Le chancelier Olaf Scholz a de grands projets pour l’agriculture allemande. La feuille de route de sa coalition, réunissant sociaux-démocrates, écologistes et libéraux, détaille sur cinq pages comment le pays compte accélérer, dans ce domaine, sa transition écologique. La majorité a repris en partie les pistes fléchées en juin par la Commission sur l’avenir de l’agriculture (ZKL), qui avait été formée par l’ancienne chancelière. Ce qui lui vaut des applaudissements aussi bien du principal syndicat DBV que chez les défenseurs de l’environnement. « L’objectif le plus important doit être de préserver l’agriculture nationale et d’éviter de trop grandes ruptures », souligne Joachim Ruekwied, président du DBV.

Bio et bien-être animal

D’ici la fin de la décennie, le bio devra occuper 30 % des surfaces. L’effort à réaliser, surtout financier, est considérable : en dix ans, l’Allemagne est passée de 6 à 10 %. « Il faudra réaffecter des fonds vers le deuxième pilier de la Pac. Si on utilise tous les fonds pour le bio, l’argent manquera pour l’aménagement rural, la protection de la nature, du climat », estime Christian Rehmer, expert agricole à l’ONG environnemental BUND. L’écoulement de cette production doit passer par une stimulation de la demande, notamment dans la restauration collective.

L’ambition est également forte sur l’élevage.

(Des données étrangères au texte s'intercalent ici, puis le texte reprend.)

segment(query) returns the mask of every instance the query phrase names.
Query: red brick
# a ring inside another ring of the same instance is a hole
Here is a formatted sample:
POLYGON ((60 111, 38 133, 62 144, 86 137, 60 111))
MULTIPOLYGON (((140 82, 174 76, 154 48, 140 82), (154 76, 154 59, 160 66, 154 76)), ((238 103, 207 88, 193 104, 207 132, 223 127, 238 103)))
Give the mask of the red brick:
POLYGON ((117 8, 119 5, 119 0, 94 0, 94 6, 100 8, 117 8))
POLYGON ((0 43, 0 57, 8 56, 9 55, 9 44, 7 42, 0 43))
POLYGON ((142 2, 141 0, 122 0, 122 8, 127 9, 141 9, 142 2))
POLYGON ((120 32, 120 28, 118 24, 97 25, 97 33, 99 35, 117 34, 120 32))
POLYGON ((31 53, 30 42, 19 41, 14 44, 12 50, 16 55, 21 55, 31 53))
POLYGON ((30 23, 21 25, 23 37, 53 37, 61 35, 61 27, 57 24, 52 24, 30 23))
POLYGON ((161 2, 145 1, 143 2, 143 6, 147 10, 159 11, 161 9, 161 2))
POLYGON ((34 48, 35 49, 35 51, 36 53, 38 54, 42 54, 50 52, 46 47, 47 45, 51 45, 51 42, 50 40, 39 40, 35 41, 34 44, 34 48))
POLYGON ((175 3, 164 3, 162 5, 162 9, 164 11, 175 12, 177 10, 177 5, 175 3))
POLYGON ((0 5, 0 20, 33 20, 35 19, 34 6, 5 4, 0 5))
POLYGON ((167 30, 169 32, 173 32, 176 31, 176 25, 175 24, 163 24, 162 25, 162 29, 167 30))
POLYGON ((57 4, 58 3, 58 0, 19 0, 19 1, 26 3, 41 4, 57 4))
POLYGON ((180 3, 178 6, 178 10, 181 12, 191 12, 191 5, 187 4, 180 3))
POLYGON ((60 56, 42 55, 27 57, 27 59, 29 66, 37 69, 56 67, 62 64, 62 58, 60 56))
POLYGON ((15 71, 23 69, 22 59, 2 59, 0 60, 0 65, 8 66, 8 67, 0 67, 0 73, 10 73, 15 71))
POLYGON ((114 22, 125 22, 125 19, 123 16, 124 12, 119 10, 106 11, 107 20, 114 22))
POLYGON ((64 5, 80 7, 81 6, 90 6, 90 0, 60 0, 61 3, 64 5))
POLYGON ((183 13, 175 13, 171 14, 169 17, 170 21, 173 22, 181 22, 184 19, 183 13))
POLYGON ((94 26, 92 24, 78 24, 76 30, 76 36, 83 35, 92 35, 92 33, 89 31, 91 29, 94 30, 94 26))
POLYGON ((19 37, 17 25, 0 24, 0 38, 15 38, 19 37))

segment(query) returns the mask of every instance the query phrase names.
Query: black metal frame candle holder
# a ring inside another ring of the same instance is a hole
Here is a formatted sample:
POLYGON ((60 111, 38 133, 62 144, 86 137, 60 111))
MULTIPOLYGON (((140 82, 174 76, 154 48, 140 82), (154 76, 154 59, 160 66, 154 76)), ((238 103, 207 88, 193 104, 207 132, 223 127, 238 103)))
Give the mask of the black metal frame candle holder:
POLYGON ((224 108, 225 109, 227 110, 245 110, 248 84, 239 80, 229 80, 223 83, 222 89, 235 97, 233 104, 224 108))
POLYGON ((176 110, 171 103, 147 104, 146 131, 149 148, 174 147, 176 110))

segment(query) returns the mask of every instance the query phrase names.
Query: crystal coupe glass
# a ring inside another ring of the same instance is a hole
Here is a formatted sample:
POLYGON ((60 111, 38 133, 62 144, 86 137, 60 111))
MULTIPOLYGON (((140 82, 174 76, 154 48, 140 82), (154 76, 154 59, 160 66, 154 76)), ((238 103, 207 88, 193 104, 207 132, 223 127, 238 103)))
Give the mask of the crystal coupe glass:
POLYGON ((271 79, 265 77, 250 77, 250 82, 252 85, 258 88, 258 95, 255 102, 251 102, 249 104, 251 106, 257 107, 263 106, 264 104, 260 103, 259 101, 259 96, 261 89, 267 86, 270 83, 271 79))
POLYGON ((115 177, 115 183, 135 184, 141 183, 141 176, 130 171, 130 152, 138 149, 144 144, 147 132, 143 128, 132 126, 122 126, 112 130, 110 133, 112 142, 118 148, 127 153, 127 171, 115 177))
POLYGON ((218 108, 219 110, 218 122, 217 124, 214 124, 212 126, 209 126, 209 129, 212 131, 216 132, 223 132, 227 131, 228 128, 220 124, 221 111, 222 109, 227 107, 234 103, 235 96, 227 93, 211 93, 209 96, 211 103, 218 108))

Dès 2022, un label obligatoire qualifiera les conditions d’élevage, de transport et d’abattage. Les aides à l’investissement privilégieront les démarches « qualité ». Pour aider financièrement les exploitants à accomplir leur transformation, le gouvernement Scholz mise aussi sur un système porté par la grande distribution, sur le modèle d’initiatives existantes sur le bien-être animal. La ZKL avait plaidé pour une redevance étatique ou une hausse de TVA. « J’aurais préféré une de ces deux solutions, commente Christian Rehmer. L’État serait ainsi acteur et non en position de demandeur. »

Services écologiques rémunérés

L’accent sur le bien-être passera aussi par des mesures réglementaires : couplage de la taille des troupeaux aux surfaces des exploitations, encadrement des transports d’animaux en dehors de l’Union européenne et même vidéosurveillance dans les grands abattoirs.

Côté produits phytosanitaires, l’ONG BUND reste sur sa faim en dépit du bannissement du glyphosate en 2023. Elle pointe des formulations contradictoires. Son avis est plus enthousiaste sur le futur de la Pac après 2027 : le gouvernement allemand veut tourner le dos aux primes à l’hectare pour s’orienter vers une rémunération du service écologique. « Avec la France, et par le passé la Grande-Bretagne, l’Allemagne est un des pays membres les plus importants quand il s’agit d’engager des débats à Bruxelles », se réjouit Christian Rehmer.

Pour mener cette transition verte, la coalition a choisi de confier l’agriculture aux écologistes, déjà aux manettes dans de nombreux Länder. Le parti n’a pourtant pas désigné un pur spécialiste. Pour des raisons internes, le portefeuille est revenu à Cem Özdemir, expert en politique étrangère et de transports.